Ребятам, сидящим с ним, записку он не показал, спрятал, отшутился кое-как и, словно бы и не замыкаясь в себе, отшучиваясь, сохраняя ту же, что и прежде, иронически-скучающую позу, принялся напряженно обдумывать, что скажет с трибуны, и как, и с чего начнет, и чем кончит.

Начать, пожалуй, нужно было с обязательств, с того, как принимались они на участке, и как профгрупорг порол спешку, заставлял писать, что придется, лишь бы бумажка в цехком попала к сроку, и как он, Булгак, схлестнулся с профгрупоргом, а затем и с Чепелем, подоспевшим к этой стычке, и как коснулись личных клейм и честности в придачу, и как Владислава Булгака зачислили в разряд несознательных и темных.
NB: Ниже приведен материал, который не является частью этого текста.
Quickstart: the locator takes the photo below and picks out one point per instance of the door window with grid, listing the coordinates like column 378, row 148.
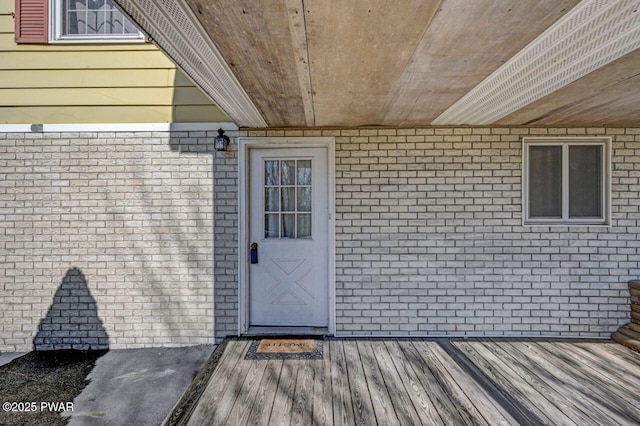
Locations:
column 287, row 198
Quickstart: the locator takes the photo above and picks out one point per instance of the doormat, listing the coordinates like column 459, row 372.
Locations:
column 285, row 349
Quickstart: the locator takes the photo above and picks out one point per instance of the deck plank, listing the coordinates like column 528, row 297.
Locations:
column 492, row 412
column 342, row 405
column 595, row 378
column 468, row 412
column 303, row 397
column 445, row 406
column 415, row 381
column 581, row 388
column 595, row 364
column 411, row 404
column 511, row 385
column 261, row 409
column 285, row 393
column 247, row 396
column 546, row 385
column 382, row 405
column 618, row 361
column 623, row 352
column 220, row 394
column 436, row 411
column 362, row 406
column 322, row 395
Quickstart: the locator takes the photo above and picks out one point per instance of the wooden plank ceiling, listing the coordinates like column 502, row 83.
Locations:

Поразмыслив, он утвердил такое начало и двинулся дальше, не подавая ребятам виду, что занят умственной работой, и предписал себе строгую последовательность изложения, от и до, а повесть о том, как поссорились Владислав Акимович Булгак с Константином Степановичем Чепелем, все же поставил в центр, потому что последующее вытекало из предыдущего: принципиальность, сознательность, честность, и в доказательство — примеры, имена. Имен этих, заслуживающих уважения, набралось десятка полтора, и мог бы еще набрать, но и без того хватало для полноты картины и чтобы под конец вернуться к теневым ее сторонам, к нарушениям технологической дисциплины, к таким типам, как профгрупорг, которому лишь бы бумажка, или как Чепель, которому лишь бы рюмка.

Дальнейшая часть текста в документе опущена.